But you seem to be correct, I seem to be getting different results with 4.3m file. I will run it on some nvidia cards and amd cypress, and let you know if I get different results there also. It might take a few days.
Header 1 | Header 2 | Header 3 | Header 4 | Header 5 | Header 6 | Header 7 | Header 8 | Header 9 | Header 10 | Header 11 | Header 12 | Header 13 |
---|---|---|---|---|---|---|---|---|---|---|---|---|
match | 2 | 3 | 4 | 5 | 6 | 8 | 9 | 10 | 12 | 14 | 16 | 17 |
diff from above | 1 | 7 | 11 | 13 | 15 | |||||||
sub match | 1 | 11 | 13 |
hsaigol, I will run it on some other devices, nvidia, cpu etc. and return back to you. I believe the 4.3m file results should be exactly 10 times more than 430k results, but it appears it is rarely the case.
i'll wait for your reply, if i get a chance i will try on a 78xx gpu as well and see what happens.

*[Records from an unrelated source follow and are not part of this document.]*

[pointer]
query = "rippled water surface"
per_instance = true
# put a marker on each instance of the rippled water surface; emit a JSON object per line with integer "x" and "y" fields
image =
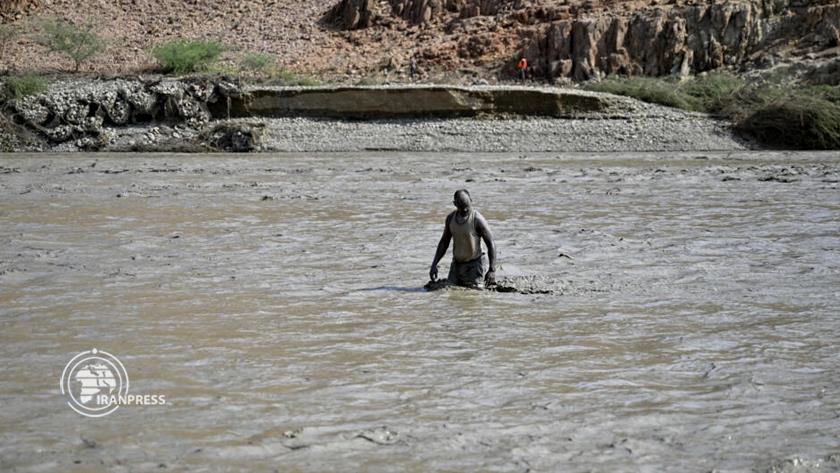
{"x": 275, "y": 300}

also what version of the driver are you using
can you open CCC and check under the information tab the exact information for the driver, more specifically driver packaging version. thanks
Meanwhile, just out of curiosity, if possible, can you have a look at the version I attached without openmp / mpi ? that might be a better test case since it is less complicated ?
Hi Yurtesen,
I have run the 430932 size case ~50 times and do not see any hang, I've run the huge file a couple of times and see no hang.
What I do see is excellent Tahiti performance, have you timed your new (non-MPI) program?
Tahiti is running about 4.5X faster than my Cayman. Tahiti 10.1 seconds vs Cayman 46.9 seconds.
Tahiti huge problem about 1003 seconds, (100X for N*N problem)
The 'huge' output numbers are roughly 100 times larger, as expected, with slight differences after dividing by 100.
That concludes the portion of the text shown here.